This project took place in 2025 while I was a Lead UX Strategist, at Truematter
Overview
The client, a retail leasing company, had observed growing engagement from shopper users on their corporate website, which primarily served leasing-focused visitors. The challenge was determining how (or if) the site should evolve to support shoppers without compromising the needs of its core audience.
As part of a large-scale initiative to modernize this decade-old website—updating its codebase, upgrading underlying technology, and preparing it for long-term scalability—I led the strategy definition phase of the project to inform product direction for the redesign.
Product & Business Problem
Expanding scope to support a new user group introduced meaningful risk: added complexity, slower delivery, and the possibility of overbuilding without clear value.
Early on, we needed to answer:
- What do shopper users actually need from this site?
- How do those needs differ from leasing-focused visitors?
- Where do the needs of these audiences overlap?
- What level of investment was justified during the rebuild?
The goal of this project phase was to reduce uncertainty and produce clear, evidence-based recommendations to guide the next stage of the project.
My Role
I led the strategy definition phase end-to-end and was accountable for:
- Defining the overall discovery approach
- Planning and sequencing multiple research efforts
- Leading a design sprint focused on shopper users
- Conducting research focused on leasing-focused visitors
- Synthesizing findings across both audiences
- Translating insights into actionable product and experience recommendations
I proposed the stage activities to leadership (and received approval), incorporated the stage activities into the project statement of work, presented stage plans to the client, and partnered closely with client marketing and IT stakeholders throughout the project.

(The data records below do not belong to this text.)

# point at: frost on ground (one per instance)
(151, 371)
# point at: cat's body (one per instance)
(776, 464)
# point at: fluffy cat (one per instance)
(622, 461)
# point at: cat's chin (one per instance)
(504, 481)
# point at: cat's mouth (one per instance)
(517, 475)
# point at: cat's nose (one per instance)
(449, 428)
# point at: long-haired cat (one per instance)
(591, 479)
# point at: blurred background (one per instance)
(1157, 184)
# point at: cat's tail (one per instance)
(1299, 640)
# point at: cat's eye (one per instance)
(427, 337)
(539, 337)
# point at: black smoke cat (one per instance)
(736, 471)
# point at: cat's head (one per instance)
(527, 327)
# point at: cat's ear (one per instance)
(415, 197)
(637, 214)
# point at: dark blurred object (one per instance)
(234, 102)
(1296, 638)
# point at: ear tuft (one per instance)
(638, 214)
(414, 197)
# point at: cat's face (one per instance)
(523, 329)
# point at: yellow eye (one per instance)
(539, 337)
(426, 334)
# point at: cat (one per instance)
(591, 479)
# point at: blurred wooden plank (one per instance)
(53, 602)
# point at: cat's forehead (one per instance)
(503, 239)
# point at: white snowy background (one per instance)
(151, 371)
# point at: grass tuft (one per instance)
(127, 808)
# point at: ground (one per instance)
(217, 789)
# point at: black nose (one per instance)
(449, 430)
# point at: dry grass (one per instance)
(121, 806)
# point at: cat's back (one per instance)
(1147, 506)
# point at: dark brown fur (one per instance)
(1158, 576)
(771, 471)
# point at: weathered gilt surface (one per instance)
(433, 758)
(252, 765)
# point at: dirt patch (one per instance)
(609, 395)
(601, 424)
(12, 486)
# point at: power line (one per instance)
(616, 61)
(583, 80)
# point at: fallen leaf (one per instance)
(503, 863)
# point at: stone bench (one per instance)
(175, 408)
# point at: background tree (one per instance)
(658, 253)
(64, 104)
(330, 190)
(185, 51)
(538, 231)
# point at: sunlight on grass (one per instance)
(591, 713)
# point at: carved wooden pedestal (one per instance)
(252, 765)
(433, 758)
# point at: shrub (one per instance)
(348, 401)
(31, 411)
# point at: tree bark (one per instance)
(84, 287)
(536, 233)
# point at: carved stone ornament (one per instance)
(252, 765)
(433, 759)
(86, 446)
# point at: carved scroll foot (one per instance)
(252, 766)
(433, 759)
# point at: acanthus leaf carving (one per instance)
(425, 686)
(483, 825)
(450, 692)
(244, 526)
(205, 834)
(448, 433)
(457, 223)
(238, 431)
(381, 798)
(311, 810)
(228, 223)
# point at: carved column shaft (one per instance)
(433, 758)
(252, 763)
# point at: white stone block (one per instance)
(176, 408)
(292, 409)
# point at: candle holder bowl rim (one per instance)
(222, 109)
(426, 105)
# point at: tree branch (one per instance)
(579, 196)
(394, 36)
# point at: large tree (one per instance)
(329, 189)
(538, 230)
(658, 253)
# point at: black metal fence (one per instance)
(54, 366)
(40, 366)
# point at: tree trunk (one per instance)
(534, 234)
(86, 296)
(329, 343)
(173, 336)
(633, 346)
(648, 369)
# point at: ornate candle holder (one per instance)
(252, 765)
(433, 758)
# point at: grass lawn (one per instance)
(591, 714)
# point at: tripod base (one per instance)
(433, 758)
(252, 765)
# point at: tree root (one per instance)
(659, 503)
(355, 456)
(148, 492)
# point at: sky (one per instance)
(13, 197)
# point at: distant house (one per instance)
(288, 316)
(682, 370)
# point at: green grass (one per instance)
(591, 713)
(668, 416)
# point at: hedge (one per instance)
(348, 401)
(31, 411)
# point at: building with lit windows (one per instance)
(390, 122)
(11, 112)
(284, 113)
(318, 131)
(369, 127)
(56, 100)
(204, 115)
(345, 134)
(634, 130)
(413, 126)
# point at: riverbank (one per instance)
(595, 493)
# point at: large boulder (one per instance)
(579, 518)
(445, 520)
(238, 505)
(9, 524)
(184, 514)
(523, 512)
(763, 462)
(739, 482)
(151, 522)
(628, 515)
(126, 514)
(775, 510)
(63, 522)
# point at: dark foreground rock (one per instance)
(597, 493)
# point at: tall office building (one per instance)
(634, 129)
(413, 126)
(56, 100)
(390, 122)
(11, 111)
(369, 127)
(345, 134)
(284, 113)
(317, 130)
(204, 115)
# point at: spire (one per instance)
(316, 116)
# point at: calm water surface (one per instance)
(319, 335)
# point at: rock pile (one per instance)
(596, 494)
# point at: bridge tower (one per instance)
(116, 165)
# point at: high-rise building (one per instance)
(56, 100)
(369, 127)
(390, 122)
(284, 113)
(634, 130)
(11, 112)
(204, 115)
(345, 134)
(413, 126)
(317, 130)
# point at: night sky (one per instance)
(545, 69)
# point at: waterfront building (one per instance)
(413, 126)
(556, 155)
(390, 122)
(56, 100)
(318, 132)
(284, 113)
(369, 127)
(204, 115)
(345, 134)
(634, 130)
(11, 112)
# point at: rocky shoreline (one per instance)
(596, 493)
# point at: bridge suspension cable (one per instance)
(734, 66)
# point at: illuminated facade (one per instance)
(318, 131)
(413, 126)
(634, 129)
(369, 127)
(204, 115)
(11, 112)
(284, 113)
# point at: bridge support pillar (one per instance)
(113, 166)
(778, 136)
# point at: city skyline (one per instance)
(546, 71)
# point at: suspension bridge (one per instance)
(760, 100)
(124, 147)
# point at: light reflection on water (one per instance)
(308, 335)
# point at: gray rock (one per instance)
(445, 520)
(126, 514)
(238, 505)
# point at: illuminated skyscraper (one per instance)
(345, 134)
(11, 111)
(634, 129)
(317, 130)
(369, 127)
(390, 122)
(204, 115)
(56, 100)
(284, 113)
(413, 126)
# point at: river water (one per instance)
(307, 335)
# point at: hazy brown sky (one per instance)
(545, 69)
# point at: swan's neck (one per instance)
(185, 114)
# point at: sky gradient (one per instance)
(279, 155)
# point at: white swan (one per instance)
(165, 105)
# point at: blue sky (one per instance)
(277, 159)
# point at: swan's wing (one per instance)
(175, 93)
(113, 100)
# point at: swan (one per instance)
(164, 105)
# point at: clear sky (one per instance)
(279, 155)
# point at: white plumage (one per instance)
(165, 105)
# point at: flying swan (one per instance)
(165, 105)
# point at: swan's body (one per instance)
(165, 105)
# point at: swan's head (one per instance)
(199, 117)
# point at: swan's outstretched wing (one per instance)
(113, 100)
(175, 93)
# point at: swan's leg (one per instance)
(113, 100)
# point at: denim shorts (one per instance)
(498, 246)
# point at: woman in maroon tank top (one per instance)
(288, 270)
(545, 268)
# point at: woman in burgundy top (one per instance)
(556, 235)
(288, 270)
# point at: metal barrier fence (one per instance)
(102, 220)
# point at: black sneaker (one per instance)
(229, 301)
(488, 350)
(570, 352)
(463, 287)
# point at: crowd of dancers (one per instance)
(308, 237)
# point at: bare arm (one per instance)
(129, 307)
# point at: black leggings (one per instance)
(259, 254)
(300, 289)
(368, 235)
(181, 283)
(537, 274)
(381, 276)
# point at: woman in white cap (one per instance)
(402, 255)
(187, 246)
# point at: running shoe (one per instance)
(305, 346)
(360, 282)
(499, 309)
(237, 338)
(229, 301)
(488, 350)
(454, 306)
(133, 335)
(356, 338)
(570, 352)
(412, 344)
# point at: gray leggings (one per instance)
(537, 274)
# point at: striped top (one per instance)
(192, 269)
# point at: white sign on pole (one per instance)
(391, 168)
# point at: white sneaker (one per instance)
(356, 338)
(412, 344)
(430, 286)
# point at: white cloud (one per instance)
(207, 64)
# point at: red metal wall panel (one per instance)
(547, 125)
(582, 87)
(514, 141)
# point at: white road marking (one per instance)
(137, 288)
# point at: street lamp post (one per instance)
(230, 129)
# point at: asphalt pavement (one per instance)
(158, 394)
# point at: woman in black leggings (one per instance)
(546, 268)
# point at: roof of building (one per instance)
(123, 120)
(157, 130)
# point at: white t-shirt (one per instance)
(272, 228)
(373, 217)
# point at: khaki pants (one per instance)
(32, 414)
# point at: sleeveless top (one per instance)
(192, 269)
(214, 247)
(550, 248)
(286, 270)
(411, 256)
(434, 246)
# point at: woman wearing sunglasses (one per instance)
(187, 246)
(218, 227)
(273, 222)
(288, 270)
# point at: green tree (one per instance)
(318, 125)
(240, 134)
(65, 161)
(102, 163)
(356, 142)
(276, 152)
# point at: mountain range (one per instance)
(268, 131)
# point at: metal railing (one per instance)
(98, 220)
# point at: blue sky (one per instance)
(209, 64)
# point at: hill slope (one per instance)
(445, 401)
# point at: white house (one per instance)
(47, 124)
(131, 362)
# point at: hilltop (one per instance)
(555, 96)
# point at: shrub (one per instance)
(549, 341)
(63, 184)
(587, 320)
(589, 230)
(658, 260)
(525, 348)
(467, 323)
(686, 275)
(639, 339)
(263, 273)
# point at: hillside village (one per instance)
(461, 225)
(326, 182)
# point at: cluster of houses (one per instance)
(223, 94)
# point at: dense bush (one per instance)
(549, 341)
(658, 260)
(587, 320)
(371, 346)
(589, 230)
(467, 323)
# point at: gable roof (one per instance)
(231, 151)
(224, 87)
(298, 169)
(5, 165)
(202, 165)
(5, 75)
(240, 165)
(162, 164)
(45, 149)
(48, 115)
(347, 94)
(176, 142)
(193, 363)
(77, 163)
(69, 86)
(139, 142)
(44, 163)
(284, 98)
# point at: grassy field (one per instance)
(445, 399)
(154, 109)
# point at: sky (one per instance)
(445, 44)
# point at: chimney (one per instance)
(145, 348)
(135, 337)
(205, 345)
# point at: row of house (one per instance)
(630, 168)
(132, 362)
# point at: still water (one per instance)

Strategy Definition Approach
To balance speed with rigor, I structured the work around two complementary discovery streams, each focused on a different user group:
- Discovery Sprint (Shopper-Focused)
I led a condensed discovery design sprint adapted from the Design Sprint methodology, including collaborative stakeholder sessions, rapid prototyping, and usability testing with shopper users. - Supporting Research (Leasing-Focused)
In parallel, I conducted research in the form of usability testing, interviews, and surveys with the site’s core leasing audience to understand their needs, expectations, and critical workflows.
Synthesizing these research inputs allowed me to evaluate product direction through the lens of both current (leasing) and emerging (shopping) users.
Outcomes & Impact
Bringing together insights from both research streams, my team and I created a unified set of recommendations for the website redesign. While the sprint confirmed that a shopper-focused experience was usable and understandable, it also showed that shoppers needed less dedicated content and complexity than initially assumed. Interviews and surveys uncovered that shopper user needs overlapped with those of leasing-focused visitors.
As a result:
- Extensive shopper-only content was deprioritized
- Redesign scope was clarified and reduced
- Shared user needs were emphasized
- The team avoided unnecessary feature development
These data-backed recommendations directly informed planning for subsequent project stages and helped the rebuild move forward with greater focus.
Reflection
This phase demonstrated the value of structured discovery as both a product strategy tool and a risk-reduction mechanism. By integrating insights across multiple user groups, we replaced assumptions with evidence and aligned stakeholders around a clear direction. In future iterations, I would expand shopper testing to further validate edge cases, but this work successfully established a strong foundation for delivery.